2.3. Histopathological Evaluation

A single expert uropathologist (EB) evaluated all the samples, following the standards of reporting for MRI-targeted biopsy studies (START) criteria [14]. START criteria for target biopsy were used to classify clinically significant PCa (CsPCa) (i.e., biopsy GS > 7 or maximum CCL > 5 mm) [14]. For this specific study, we evaluated the index lesion only as described by Russo et al. [15].

2.4. ML Methods

The proposed system was based on the following four ML methods.

A fuzzy inference system (FIS) is a classifier, based on FL, using a set of fuzzy input and output variables and a list of rules for assigning the class to a given element. An FIS includes four main components: a fuzzifier, a rule base, an inference engine, and a defuzzifier. A fuzzifier converts the crisp (numeric or categorical) inputs to fuzzy sets, using membership functions. A rule base contains a number of “IF…THEN” rules that describe the relationship between the inputs and the outputs. An inference engine applies the rules to the fuzzy inputs and produces fuzzy outputs. A defuzzifier converts the fuzzy outputs to crisp (numeric) values.

The support vector machine (SVM) is a classifier belonging to the ML field that projects input data that belong to two different classes (usually nonlinearly separable) in a new higher dimensional space, in which the classes are separable by means of a hyperplane. This mapping is obtained using a function (linear or nonlinear) called kernel function.

The k-nearest neighbors (KNN) is a classification algorithm in which a new element is assigned to the class that is most common among its k-nearest elements in the training set, identified using a given distance metric.

Self-organizing maps (SOMs) are unsupervised artificial neural networks that are able to cluster elements in homogeneous groups. An SOM is made of a single layer of weighted and connected neurons that compete among themselves: when an input element is presented to the network, the closest neuron is found, based on its weights. This neuron is called the winning neuron. Then, the weights of the winning and the neighboring neurons are updated to make them more similar to the input element, using the following equation:

w_{i}^{n e w} = w_{i}^{o l d} + φ (n) ▪ η ▪ (x - w_{i}^{o l d})

where

w_{i}^{n e w}

and

w_{i}^{o l d}

are the new and the old neuron weights, respectively;

x

is the input element;

φ (n)

is a neighborhood function; and

η

is the learning rate.

2.5. Classification System Development

The first part of the system consists of an FIS based on the following six prebiopsy variables: PSA density, digital rectal examination (DRE), previous FBs, the number of suspicious lesions at mp-MRI, lesion location, and the PI-RADS score. This set of variables was selected from all available prebiopsy variables, based on an exhaustive search: each possible variable subset was used as input for a KNN classifier, with k = 33 and the Gower distance as the distance metric [16]. The selected best variable subset was the one that allowed the highest classification performance to be reached.

Each fuzzy input variable was modeled with a set of trapezoidal or triangular membership functions (MFs), according to the variable.

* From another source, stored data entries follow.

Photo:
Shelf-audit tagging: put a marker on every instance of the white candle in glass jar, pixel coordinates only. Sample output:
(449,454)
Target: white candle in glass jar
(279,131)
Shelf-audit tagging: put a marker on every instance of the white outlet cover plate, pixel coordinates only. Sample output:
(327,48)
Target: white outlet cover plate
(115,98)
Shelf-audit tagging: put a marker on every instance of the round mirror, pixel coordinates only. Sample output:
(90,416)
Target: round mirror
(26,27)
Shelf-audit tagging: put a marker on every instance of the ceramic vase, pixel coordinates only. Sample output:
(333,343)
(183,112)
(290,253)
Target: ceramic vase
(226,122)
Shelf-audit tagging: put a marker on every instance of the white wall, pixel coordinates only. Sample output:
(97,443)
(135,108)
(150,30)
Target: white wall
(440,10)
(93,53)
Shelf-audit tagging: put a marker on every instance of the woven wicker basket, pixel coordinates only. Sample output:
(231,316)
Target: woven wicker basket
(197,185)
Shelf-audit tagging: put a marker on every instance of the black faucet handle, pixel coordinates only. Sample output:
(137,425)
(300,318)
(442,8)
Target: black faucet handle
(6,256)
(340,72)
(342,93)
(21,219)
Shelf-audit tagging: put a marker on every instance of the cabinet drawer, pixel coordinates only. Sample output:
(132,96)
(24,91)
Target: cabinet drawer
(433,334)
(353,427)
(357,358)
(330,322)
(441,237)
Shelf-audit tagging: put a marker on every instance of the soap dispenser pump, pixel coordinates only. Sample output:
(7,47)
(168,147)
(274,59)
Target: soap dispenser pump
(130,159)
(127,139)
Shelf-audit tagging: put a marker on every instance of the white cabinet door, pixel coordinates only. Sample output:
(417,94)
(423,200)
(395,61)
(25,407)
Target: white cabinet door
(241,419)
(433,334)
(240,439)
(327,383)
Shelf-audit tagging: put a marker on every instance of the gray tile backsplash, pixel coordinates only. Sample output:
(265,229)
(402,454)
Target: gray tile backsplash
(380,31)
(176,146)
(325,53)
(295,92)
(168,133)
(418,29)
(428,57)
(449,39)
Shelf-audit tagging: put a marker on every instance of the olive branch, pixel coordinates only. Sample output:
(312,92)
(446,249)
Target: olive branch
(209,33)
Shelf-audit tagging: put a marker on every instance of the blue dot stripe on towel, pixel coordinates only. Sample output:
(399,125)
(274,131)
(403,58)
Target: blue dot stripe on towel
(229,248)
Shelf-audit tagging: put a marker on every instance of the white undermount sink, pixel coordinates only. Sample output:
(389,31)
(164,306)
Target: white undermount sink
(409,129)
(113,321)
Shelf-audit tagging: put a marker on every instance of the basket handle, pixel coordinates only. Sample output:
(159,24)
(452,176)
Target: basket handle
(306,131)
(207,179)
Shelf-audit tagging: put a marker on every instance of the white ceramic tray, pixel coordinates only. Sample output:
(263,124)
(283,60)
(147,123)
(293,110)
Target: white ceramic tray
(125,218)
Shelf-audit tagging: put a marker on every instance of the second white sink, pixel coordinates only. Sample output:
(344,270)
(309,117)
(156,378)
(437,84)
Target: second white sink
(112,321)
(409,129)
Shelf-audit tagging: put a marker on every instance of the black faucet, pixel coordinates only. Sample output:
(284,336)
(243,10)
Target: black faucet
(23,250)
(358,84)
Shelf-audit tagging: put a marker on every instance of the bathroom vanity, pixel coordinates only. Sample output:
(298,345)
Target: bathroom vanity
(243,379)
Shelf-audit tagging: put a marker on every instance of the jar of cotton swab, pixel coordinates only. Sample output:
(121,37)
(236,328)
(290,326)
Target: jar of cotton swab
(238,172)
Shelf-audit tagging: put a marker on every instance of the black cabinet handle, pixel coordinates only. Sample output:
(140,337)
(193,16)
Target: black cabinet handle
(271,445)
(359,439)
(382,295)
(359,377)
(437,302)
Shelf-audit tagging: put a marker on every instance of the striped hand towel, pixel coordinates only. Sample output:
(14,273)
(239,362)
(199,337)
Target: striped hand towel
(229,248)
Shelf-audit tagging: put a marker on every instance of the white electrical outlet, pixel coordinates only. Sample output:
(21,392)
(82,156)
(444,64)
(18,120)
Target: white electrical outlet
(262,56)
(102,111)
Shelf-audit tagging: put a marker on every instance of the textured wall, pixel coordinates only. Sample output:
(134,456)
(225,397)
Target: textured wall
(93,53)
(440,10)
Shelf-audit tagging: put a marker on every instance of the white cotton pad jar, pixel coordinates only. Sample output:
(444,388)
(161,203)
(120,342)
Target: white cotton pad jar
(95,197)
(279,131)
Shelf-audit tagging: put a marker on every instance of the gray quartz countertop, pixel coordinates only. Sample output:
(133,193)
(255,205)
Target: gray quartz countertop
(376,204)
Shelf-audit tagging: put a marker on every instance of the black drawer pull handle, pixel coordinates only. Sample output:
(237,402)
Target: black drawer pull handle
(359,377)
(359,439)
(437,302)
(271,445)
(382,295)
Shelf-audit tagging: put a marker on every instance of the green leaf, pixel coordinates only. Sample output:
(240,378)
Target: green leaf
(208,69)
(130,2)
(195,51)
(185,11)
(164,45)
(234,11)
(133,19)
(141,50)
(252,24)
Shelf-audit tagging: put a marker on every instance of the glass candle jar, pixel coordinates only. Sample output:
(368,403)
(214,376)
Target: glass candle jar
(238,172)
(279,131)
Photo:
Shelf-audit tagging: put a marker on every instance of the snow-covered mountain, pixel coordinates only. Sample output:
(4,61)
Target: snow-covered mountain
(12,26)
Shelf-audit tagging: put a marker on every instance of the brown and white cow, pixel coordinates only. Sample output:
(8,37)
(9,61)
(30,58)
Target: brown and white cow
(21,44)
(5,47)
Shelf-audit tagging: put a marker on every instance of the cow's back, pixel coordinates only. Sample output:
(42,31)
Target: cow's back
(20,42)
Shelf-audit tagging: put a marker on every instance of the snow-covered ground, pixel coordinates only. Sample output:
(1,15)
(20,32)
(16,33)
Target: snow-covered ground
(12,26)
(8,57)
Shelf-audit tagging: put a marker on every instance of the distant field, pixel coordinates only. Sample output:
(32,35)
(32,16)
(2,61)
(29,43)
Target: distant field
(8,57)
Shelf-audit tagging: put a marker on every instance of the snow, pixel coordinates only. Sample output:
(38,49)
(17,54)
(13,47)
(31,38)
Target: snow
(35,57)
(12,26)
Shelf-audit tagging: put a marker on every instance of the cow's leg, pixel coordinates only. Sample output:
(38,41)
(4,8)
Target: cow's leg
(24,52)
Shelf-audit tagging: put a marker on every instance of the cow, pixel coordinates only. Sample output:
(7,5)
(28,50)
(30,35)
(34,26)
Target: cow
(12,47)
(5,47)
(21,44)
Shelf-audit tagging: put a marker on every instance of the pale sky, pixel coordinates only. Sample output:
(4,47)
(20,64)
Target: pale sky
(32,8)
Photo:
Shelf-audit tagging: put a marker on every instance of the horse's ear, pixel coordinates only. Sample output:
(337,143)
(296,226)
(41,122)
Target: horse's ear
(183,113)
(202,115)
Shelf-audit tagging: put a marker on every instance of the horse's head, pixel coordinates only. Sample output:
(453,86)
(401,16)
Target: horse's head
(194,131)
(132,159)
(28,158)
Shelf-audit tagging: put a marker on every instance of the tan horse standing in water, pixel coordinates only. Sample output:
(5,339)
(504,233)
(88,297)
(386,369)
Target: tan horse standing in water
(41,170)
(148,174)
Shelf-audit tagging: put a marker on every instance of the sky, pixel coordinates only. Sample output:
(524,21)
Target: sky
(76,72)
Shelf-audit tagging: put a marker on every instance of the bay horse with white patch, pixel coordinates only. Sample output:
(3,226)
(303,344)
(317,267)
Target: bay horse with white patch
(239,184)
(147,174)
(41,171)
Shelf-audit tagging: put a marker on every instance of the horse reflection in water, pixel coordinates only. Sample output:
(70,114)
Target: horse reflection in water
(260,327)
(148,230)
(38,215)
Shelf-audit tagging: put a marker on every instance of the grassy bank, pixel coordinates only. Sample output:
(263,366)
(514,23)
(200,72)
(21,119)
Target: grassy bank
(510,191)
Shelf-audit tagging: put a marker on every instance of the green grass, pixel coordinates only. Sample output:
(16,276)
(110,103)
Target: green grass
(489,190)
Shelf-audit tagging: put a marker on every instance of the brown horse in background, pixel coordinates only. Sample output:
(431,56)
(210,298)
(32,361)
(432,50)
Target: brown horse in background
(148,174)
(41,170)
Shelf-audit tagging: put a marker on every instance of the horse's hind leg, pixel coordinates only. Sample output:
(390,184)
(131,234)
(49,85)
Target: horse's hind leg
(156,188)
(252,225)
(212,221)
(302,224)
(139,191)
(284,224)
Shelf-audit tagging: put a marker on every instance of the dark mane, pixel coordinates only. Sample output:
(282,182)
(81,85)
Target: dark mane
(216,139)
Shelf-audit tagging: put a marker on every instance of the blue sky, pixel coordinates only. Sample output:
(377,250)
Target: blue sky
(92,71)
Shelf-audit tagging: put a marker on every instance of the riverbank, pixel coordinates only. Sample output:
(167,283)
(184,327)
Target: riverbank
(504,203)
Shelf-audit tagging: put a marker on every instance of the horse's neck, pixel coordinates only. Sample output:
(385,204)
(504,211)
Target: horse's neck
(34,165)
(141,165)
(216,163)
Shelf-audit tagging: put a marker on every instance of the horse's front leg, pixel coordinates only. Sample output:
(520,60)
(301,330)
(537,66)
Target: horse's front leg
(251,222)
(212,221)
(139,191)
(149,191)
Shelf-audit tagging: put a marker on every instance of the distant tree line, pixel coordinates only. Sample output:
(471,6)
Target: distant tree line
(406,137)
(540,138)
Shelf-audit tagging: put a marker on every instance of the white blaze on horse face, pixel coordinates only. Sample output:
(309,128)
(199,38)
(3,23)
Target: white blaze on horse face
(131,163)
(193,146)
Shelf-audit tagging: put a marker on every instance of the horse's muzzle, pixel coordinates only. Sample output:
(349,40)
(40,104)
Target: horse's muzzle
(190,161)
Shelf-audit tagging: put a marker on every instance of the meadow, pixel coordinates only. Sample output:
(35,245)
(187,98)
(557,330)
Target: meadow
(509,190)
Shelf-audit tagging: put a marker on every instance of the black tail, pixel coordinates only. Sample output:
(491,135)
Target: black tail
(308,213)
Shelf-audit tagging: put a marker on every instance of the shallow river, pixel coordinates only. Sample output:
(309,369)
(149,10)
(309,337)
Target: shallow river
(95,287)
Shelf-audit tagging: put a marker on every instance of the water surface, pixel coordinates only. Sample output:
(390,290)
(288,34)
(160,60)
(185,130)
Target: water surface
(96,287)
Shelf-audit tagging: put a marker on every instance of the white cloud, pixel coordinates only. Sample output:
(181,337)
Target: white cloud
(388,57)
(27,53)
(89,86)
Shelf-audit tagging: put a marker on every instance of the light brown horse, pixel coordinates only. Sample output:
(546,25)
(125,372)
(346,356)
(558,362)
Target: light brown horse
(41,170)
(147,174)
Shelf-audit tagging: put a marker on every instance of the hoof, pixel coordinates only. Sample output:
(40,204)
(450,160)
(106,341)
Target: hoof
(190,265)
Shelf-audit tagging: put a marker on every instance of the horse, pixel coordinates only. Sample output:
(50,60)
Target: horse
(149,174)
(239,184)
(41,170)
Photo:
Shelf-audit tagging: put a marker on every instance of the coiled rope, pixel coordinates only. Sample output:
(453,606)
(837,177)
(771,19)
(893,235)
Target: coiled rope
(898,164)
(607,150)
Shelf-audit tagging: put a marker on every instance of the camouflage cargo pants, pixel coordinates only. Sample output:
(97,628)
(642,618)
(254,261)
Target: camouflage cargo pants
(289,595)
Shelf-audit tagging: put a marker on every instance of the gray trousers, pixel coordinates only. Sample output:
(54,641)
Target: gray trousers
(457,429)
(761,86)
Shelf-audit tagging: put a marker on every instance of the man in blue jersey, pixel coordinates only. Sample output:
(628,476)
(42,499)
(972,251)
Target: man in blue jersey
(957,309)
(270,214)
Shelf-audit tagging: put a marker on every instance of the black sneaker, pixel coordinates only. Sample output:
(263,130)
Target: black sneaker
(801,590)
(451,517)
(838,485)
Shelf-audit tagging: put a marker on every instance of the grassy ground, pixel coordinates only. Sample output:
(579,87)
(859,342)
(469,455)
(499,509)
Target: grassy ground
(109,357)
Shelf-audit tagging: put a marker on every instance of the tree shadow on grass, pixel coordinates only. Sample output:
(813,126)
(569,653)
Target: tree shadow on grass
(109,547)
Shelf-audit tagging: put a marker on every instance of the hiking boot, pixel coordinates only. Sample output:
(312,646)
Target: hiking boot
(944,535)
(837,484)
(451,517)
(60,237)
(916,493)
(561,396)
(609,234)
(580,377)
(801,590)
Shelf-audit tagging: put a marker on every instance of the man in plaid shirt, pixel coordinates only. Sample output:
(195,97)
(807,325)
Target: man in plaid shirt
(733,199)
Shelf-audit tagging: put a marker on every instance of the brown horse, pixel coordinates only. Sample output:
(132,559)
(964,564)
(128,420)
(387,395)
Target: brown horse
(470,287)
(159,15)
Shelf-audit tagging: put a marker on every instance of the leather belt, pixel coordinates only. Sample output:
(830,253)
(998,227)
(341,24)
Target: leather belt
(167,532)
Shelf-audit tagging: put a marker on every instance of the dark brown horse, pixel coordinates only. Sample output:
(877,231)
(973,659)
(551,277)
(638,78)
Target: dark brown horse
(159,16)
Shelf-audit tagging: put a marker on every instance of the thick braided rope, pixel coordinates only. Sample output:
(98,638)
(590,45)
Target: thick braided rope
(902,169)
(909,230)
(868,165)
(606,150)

The FIS output variable was associated to the patient class and modeled with two triangular MFs (negative and positive).

The set of the “IF…THEN” rules used by the FIS was obtained with an automated procedure, based on clustering and association mining through the frequent pattern (FP)-growth algorithm, which allows frequent pattern generation based on a compressed representation of the elements in a dataset called the FP tree [17]. The procedure consisted of four steps:

For each class, a 4-by-4 SOM was used to cluster patients into subgroups with similar characteristics. In particular, we used a linear learning function that was equal to 1 at the winner neuron, 0.5 for neurons at distance 1 from the winner neuron, and 0 otherwise; the learning rate $η$ was set to 0.4.
Each input variable was transformed into a binary variable by dividing it into intervals and associating each couple variable-interval to a new binary variable: for each original value that the variable assumed for a given patient, a “1” was set in the corresponding couple variable-interval. This step was introduced because the FP-growth algorithm that is applied to the next step works only on binary data.
The FP-growth algorithm was applied to the binary matrix associated with each cluster and returned a list of “IF … THEN” rules [18].
The number of patients matching each rule was counted for the two classes separately and the rule predominance was calculated as the ratio between the number of elements belonging to the two classes: only rules that showed a predominance of elements belonging to one class were input into the FIS.

This procedure allowed the automatic extraction of a total of 29 rules: 21 rules for the classification in the negative class and 8 rules for the positive class. The resulting FIS was used to classify the patients in the training set and the patients in the validation set: the value of a patient’s prebiopsy variables was entered in the FIS and, if one or more rules were matched, one of the two classes (positive or negative) was assigned; otherwise, the patient was labeled as not classified (NC).

An SVM was employed in cascade to the FIS, in order to manage the patients who were labeled as NC by the FC. In particular, an SVM was constructed using the entire training set and the same six input variables as those of the FIS. A linear kernel

Φ

was used for the mapping, according to the following equation:

Φ (x_{i}, x_{j}) = x_{i}^{T} x_{j}

Only those patients who were NC as a result of the previous classification step were input into the SVM, which assigned them one class—positive or negative. Thus, by combining FIS and SVM, each patient in the training set and in the validation set was classified as positive or negative.

A simple workflow of the proposed system is shown in Figure 1.

2.6. Performance Evaluation

The system based on FL + SVM was compared with the following tools:

Logistic regression (LR), a statistics-based model that captures the relationship between the categorical dependent variable (in this case, the patient class) and one or more of the independent variables (in this case, we used the same six prebiopsy variables used as input for our PPM);
The standard diagnostic tools, i.e., PSA, PSA density (PSAdens), and the PI-RADS score.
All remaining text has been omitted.